懐かしい――小さな頃、ウィルフレッド王がまだ王太子と呼ばれていた頃は、宮廷内をチマチマと歩き回るアーデルハイド家の子供たちを、それはもう嬉しそうに出迎えてくださった。
時折子供たちに交じって遊ぶこともあって、よく側近に叱られたりもしていた。
つれないアンナマリアがちっとも抱っこさせてくれない、と憂えて、代わりにエイネシアを膝の上にのせてホクホク笑っていらっしゃることもあった。
そのあまり国王らしくない温厚な人柄は大きな仁徳であり、でもなんだかちょっと頼りなくて、『この人をお支えしたい』と思わせるようなものだった。
そんな王への忠心は今も変わらず、当然悩ませたいわけじゃない。
「ですが、上王陛下のサロンに招かれたことは、政局に慮って遠慮しないといけないようなことでしょうか? 我々はフレデリカ派に慮るために存在するのではなく、あくまで“中立”なんですよ? 我々の祖母の姉君でもあらせられる上王陛下のお招きを受けるのに、何の問題があります」
そう言われてみればその通りで、だがそう単純な話ではないことは勿論エドワードも分かっているのだろう。それでも、ことを単純化すればそういうことだ。

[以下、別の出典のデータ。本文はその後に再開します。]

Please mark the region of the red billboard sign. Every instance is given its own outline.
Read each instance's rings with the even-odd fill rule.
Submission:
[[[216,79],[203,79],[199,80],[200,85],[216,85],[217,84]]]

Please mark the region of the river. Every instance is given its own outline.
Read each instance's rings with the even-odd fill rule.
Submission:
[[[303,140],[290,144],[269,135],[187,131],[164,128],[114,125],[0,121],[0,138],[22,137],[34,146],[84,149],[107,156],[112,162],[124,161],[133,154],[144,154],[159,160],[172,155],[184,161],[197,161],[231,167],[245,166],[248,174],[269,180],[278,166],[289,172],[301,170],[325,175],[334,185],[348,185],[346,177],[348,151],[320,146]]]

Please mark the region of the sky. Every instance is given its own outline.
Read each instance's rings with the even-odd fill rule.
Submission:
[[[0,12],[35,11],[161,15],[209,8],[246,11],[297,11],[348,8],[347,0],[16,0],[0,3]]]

上王陛下はすでに、中立であるアーデルハイドを繋ぎとめようとの誠意をお見せになった。フレデリカ派は、それを求めてすらいない。ただただ、そういうこと。
「大丈夫です。もう私も、浅慮で行動したりなど致しませんから」
そう微笑んでみせるエドワードの面差しはとても頼もしかったけれど、だからこそ不安だった。

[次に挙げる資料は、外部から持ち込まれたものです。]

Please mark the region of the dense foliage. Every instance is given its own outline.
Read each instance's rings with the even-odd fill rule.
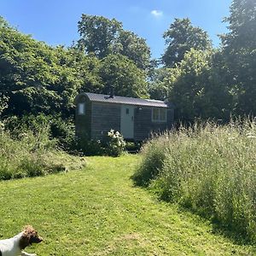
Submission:
[[[176,119],[187,123],[255,115],[255,1],[233,0],[218,49],[189,19],[175,19],[163,36],[161,67],[150,60],[145,39],[115,19],[82,15],[80,38],[67,49],[36,41],[0,18],[0,114],[43,113],[59,128],[61,119],[71,127],[78,93],[108,94],[113,86],[119,96],[168,100]],[[63,137],[64,127],[58,129],[54,136]]]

こんなにも気持ちが躊躇うのは……やっぱり、おかしいのだろうか。
楽しかったはずの小さな頃の思い出に引きずられて、不条理なことがあっても無償でヴィンセントを助けてあげてほしい、なんて。馬鹿な話だろうか。
でも関係がこじれたからといって簡単に背を向けられるほど、人間とは単純ではないのだ。

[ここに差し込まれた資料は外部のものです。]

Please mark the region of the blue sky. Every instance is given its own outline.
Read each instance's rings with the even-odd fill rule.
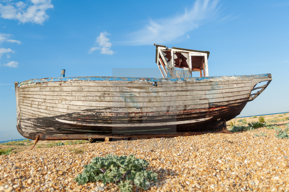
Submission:
[[[62,69],[66,76],[160,77],[154,43],[210,51],[211,76],[271,73],[240,116],[289,111],[289,2],[165,2],[0,1],[0,141],[23,138],[14,81]]]

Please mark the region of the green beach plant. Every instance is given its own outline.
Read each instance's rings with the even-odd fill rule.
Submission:
[[[265,123],[265,120],[264,119],[264,117],[263,116],[260,116],[258,118],[258,119],[259,120],[259,122],[260,123]]]
[[[124,192],[132,191],[132,183],[137,189],[146,189],[150,181],[156,181],[158,175],[152,171],[146,169],[149,164],[131,154],[128,156],[110,154],[105,157],[96,157],[92,158],[91,163],[84,166],[82,172],[74,180],[79,185],[98,181],[102,181],[105,184],[114,182],[118,184],[120,191]]]
[[[230,127],[232,127],[235,125],[235,121],[234,121],[234,122],[233,122],[231,121],[229,121],[230,123]]]
[[[259,123],[258,121],[257,121],[257,122],[251,122],[251,123],[248,123],[248,125],[250,127],[252,127],[254,129],[266,126],[265,124],[262,123]]]
[[[257,137],[266,137],[268,134],[266,133],[262,133],[262,132],[260,132],[259,133],[259,134],[258,134],[257,133],[255,133],[254,134],[255,136],[256,136]]]
[[[251,127],[245,127],[244,125],[234,125],[228,130],[233,133],[235,133],[241,131],[253,130],[254,129]]]
[[[268,126],[266,127],[266,128],[267,129],[277,129],[280,128],[279,127],[275,125]]]
[[[0,149],[0,155],[9,155],[11,152],[12,151],[13,149],[13,148],[8,148],[5,149]]]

許嫁という立場を失ってなお、まだ楽しかったはずの幼い頃の情が残っている。
あの頃のように、と、そう一縷の望みを抱いてしまうのは、仕方がないではないか。
「どうか……殿下を見捨てたり、しないでね」
「ええ。姉上がそう仰るのであれば」
私だって、かつて友であった人が堕落してゆくところなど見たくありませんから、と。
そういったエドワードの瞳は、確かに少し悲しげだった。
でもその悲しみは、今のこの現状を憂えてのことだったのか。
それとも、すでに見据えている別の未来に対するものだったのか。
それを推し量ることは、この時のエイネシアにはできなかった。